AI/TLDR

NVIDIA Dynamo

Datacenter-scale inference orchestration for vLLM, SGLang, and TensorRT-LLM

Overview

NVIDIA Dynamo is an open-source inference stack for serving large language and multimodal models across many GPUs and nodes. It sits above existing inference engines rather than replacing them: it turns vLLM, SGLang, or TensorRT-LLM into a coordinated multi-node system. The core is written in Rust for performance, with a Python layer for extensibility.

It is built for teams that already run a single engine well but need to scale out. Dynamo adds disaggregated serving (separating the prefill and decode phases onto independently scalable GPU pools), KV-aware routing to avoid recomputing prefill, multi-tier KV caching, and an autoscaler that aims to meet latency targets at lower total cost.

As a high-throughput serving layer, Dynamo targets datacenter and Kubernetes deployments.

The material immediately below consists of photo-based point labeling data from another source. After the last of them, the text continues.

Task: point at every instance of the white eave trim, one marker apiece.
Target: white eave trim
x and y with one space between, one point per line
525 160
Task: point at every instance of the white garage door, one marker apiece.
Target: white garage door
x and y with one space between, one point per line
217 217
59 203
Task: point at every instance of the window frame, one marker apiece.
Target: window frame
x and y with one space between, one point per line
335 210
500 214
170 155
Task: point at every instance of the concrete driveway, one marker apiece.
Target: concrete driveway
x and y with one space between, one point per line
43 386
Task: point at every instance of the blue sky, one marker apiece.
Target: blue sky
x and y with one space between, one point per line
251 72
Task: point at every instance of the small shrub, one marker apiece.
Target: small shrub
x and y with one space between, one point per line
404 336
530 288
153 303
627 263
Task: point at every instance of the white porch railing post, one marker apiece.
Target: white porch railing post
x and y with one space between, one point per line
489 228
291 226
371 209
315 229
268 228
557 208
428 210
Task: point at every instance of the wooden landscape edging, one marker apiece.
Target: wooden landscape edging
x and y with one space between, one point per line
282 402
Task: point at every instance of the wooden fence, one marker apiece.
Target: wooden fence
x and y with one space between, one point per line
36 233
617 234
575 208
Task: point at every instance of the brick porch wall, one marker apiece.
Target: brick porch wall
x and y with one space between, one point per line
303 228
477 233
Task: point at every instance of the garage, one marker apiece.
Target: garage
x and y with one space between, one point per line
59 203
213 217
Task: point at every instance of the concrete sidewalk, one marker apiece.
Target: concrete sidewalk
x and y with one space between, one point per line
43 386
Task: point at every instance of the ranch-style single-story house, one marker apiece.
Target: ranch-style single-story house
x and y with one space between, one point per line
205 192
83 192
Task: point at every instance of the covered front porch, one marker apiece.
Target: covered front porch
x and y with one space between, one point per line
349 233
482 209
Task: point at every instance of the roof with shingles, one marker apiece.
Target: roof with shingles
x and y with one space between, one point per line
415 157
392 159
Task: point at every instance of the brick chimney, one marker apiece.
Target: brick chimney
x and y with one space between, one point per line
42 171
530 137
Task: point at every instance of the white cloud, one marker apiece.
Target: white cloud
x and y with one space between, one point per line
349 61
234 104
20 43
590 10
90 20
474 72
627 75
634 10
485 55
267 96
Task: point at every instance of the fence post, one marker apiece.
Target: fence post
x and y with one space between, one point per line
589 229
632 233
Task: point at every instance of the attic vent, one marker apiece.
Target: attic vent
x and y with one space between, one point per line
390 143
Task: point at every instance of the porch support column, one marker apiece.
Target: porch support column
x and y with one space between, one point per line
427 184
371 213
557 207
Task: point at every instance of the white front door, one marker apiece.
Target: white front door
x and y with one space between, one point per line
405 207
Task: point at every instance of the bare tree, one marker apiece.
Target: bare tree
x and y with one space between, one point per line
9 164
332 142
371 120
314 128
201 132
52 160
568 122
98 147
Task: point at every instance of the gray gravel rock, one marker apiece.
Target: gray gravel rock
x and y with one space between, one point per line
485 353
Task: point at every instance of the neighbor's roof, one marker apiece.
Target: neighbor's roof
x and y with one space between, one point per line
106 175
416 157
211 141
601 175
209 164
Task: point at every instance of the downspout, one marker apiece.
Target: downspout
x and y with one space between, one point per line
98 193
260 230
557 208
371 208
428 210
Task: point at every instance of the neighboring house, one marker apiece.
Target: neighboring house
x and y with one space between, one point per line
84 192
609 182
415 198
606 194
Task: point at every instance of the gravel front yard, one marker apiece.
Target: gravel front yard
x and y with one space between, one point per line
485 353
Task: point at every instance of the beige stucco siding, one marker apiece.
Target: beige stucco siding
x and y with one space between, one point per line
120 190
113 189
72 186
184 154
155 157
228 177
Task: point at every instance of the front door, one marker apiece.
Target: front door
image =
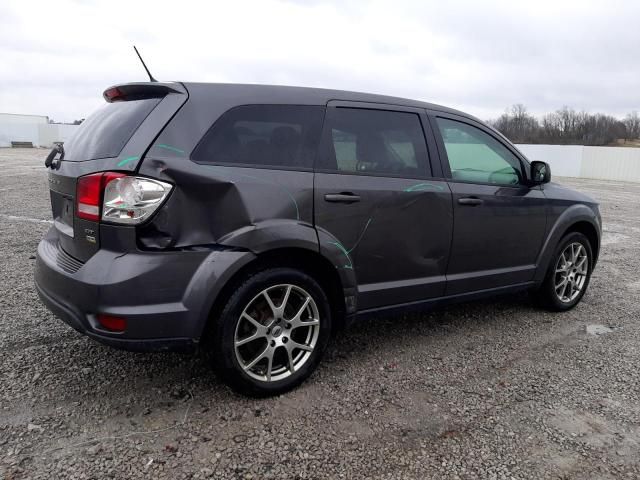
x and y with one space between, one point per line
499 220
377 202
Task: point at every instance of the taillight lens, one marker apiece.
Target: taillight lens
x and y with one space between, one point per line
132 199
89 194
118 198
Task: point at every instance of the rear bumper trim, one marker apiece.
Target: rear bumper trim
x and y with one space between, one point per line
74 320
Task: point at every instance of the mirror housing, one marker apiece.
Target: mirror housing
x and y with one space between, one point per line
540 172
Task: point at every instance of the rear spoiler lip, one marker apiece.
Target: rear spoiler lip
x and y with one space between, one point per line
146 89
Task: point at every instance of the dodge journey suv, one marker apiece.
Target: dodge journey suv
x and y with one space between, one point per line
257 221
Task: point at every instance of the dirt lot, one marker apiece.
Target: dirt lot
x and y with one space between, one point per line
492 389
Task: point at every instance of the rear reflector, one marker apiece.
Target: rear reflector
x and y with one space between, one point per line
111 323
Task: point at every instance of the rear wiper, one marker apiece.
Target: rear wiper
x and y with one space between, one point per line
57 149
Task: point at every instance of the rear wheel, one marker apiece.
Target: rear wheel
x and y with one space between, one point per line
272 332
569 273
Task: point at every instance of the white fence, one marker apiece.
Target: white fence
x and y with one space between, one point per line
605 163
40 134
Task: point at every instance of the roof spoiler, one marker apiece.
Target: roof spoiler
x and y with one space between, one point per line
142 90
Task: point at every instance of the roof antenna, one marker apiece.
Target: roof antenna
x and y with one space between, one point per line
151 79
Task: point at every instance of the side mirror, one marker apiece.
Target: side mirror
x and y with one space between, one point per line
540 172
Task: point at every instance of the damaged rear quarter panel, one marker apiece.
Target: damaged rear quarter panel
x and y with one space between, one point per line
253 209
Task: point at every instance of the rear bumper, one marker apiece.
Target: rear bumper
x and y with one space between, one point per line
164 296
75 320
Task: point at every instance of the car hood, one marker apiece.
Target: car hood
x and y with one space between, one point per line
556 191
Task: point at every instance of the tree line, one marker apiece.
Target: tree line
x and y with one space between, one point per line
566 127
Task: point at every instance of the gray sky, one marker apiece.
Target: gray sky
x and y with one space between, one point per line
479 56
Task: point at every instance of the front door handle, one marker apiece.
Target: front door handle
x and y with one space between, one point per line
471 201
344 197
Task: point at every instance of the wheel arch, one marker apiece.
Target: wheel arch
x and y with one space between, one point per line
578 218
309 261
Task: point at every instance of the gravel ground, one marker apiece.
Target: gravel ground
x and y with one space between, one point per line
492 389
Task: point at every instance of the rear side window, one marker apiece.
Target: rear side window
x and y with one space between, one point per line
475 156
108 129
263 136
374 141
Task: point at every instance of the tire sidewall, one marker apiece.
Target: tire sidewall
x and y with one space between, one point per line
549 287
224 353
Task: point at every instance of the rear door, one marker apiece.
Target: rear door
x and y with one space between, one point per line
113 138
499 219
378 203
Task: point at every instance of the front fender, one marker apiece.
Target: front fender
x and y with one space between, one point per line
568 218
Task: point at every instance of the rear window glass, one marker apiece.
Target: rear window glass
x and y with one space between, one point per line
263 135
108 129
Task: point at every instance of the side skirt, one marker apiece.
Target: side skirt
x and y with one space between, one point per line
422 305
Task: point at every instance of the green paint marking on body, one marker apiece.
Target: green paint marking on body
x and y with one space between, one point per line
346 254
124 161
361 235
422 186
170 148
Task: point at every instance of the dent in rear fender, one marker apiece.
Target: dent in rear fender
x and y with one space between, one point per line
280 234
209 279
570 216
339 256
211 202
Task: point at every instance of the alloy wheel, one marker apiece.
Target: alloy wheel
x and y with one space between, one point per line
277 332
571 272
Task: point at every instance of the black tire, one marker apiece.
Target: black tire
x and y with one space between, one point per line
223 335
546 294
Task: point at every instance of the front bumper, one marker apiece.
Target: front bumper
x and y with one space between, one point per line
164 296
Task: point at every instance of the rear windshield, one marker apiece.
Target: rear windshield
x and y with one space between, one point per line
108 129
263 135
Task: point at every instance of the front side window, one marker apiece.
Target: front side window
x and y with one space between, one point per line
374 142
475 156
263 136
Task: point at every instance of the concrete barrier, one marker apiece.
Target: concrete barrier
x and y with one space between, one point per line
604 163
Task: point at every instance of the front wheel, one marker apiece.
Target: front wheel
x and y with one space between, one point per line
569 273
272 332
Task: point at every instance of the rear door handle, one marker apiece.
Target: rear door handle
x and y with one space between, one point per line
471 201
344 197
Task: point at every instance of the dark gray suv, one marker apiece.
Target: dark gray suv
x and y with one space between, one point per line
258 220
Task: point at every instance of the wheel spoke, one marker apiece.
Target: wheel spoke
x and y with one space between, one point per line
293 345
581 266
259 357
252 321
273 308
295 321
248 339
562 283
564 289
270 364
285 299
292 367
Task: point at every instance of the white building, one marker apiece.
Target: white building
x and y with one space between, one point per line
32 128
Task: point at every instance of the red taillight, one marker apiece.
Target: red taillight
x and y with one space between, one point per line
89 191
111 323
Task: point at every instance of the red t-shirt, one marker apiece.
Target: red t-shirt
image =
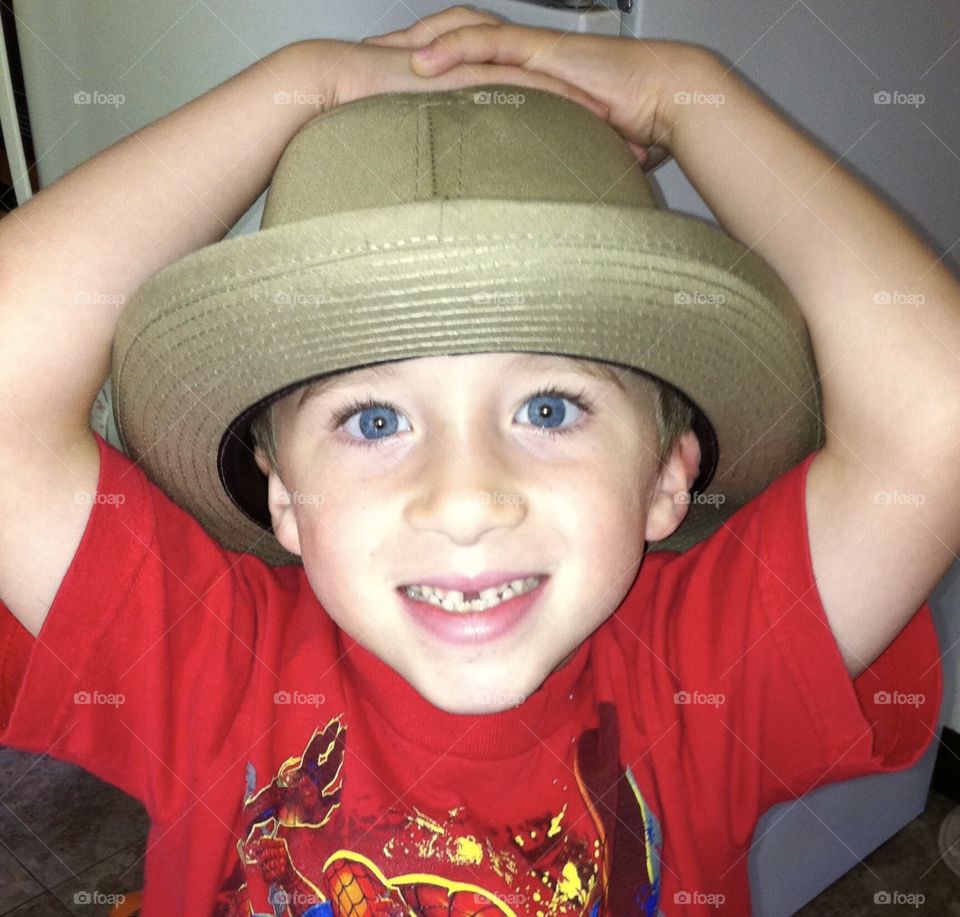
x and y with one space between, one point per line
277 757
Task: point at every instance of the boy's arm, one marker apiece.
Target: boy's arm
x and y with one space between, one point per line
883 500
72 255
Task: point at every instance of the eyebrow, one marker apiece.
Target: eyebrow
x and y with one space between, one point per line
379 372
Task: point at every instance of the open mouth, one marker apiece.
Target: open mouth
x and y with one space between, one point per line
482 600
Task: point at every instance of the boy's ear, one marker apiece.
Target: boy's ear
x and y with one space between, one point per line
282 518
669 507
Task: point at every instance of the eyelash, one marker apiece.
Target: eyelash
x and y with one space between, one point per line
579 398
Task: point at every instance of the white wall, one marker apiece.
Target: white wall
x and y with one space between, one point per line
822 62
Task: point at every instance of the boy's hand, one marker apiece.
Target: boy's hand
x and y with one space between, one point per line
637 80
369 68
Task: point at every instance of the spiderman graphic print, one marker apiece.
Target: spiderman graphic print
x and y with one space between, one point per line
299 858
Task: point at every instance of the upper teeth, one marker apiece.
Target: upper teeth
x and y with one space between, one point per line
453 600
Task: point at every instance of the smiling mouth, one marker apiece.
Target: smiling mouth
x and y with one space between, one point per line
454 600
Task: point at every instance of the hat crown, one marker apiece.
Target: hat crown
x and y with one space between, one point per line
491 142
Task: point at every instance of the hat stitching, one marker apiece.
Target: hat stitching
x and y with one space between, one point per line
594 241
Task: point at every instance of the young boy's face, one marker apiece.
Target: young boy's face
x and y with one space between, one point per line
457 469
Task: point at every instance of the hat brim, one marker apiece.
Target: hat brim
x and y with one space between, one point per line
230 325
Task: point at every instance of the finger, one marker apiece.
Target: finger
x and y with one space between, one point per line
477 74
483 43
430 27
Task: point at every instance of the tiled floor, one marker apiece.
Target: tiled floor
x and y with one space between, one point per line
85 843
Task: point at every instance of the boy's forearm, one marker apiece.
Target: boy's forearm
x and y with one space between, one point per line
71 256
883 312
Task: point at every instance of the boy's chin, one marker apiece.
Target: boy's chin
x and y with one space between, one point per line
478 700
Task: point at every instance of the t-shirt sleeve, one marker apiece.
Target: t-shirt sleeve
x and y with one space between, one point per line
765 701
145 655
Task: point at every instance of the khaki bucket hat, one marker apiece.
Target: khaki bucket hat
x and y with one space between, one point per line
485 219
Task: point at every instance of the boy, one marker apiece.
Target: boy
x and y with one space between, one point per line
599 735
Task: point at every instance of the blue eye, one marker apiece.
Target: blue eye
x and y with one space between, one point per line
548 406
371 421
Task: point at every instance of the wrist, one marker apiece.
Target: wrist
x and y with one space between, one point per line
304 76
697 81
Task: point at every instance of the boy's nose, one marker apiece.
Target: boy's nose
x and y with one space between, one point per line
466 488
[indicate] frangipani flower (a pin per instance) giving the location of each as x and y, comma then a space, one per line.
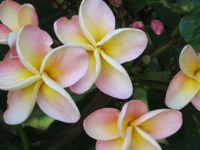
39, 74
107, 48
133, 128
14, 16
185, 86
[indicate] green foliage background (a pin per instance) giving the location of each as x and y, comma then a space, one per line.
41, 129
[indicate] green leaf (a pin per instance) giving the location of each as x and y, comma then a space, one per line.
190, 28
35, 135
187, 137
176, 6
182, 8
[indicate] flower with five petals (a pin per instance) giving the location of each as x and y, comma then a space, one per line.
14, 16
39, 74
133, 128
185, 86
107, 48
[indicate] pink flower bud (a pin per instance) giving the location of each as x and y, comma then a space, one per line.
115, 3
137, 25
157, 26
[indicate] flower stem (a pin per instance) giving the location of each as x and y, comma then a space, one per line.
72, 130
23, 136
162, 76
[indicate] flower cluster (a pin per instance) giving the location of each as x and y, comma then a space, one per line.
92, 53
133, 128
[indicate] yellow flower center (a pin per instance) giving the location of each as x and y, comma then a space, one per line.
197, 76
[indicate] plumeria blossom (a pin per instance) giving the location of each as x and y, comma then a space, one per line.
133, 128
39, 74
14, 16
185, 86
107, 48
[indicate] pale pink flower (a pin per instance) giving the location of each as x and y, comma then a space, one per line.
40, 74
185, 86
133, 128
116, 3
157, 26
107, 48
14, 16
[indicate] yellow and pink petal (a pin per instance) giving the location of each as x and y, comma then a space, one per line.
8, 55
90, 76
21, 103
189, 61
95, 23
124, 44
32, 46
66, 64
160, 123
181, 91
8, 14
113, 78
27, 15
143, 141
13, 75
69, 31
115, 144
130, 111
56, 102
4, 30
102, 124
12, 38
196, 101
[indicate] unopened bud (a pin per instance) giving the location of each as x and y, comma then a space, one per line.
157, 26
60, 1
54, 4
137, 25
115, 3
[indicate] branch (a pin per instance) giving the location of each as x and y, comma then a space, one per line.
23, 136
155, 84
72, 130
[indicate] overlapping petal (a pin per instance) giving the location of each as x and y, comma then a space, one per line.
115, 144
128, 138
90, 76
56, 102
181, 91
113, 79
66, 64
130, 111
160, 123
142, 140
27, 15
92, 26
13, 75
8, 14
4, 30
196, 101
189, 61
102, 124
32, 46
124, 44
12, 38
21, 103
8, 55
69, 31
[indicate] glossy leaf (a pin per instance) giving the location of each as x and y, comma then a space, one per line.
179, 7
190, 28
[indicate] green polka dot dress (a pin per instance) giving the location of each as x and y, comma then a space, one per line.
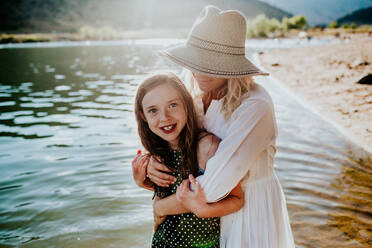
185, 230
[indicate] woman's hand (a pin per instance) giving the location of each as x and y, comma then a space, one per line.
139, 170
155, 171
195, 200
158, 219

If you are running a single model on a single GPU, the project notes that your inference engine alone is usually enough; Dynamo earns its keep once coordination across GPUs becomes the bottleneck.

What it does

  • Disaggregated prefill/decode: separates the two phases into independently scalable GPU pools so each runs on hardware tuned for its workload
  • KV-aware routing: routes requests by worker load and KV cache overlap to skip redundant prefill computation
  • KV Block Manager (KVBM): offloads KV cache across GPU, CPU, SSD, and remote storage to extend effective context length
  • SLA-based Planner: an autoscaler that profiles workloads and right-sizes GPU pools to hit latency targets at lower TCO
  • Works as an orchestration layer over SGLang, TensorRT-LLM, and vLLM rather than replacing them
  • Fault tolerance with health checks and in-flight request migration so failed workers don't drop user requests

Getting started

Install Dynamo with the extra for your chosen backend, then run the OpenAI-compatible frontend alongside a worker. This example uses the SGLang backend with a small model.

Install Dynamo

Install the package with the backend extra you want. Use [sglang] or [vllm]; for TensorRT-LLM follow the repo's pip instructions with the NVIDIA extra index.

bashbash
uv pip install --prerelease=allow "ai-dynamo[sglang]"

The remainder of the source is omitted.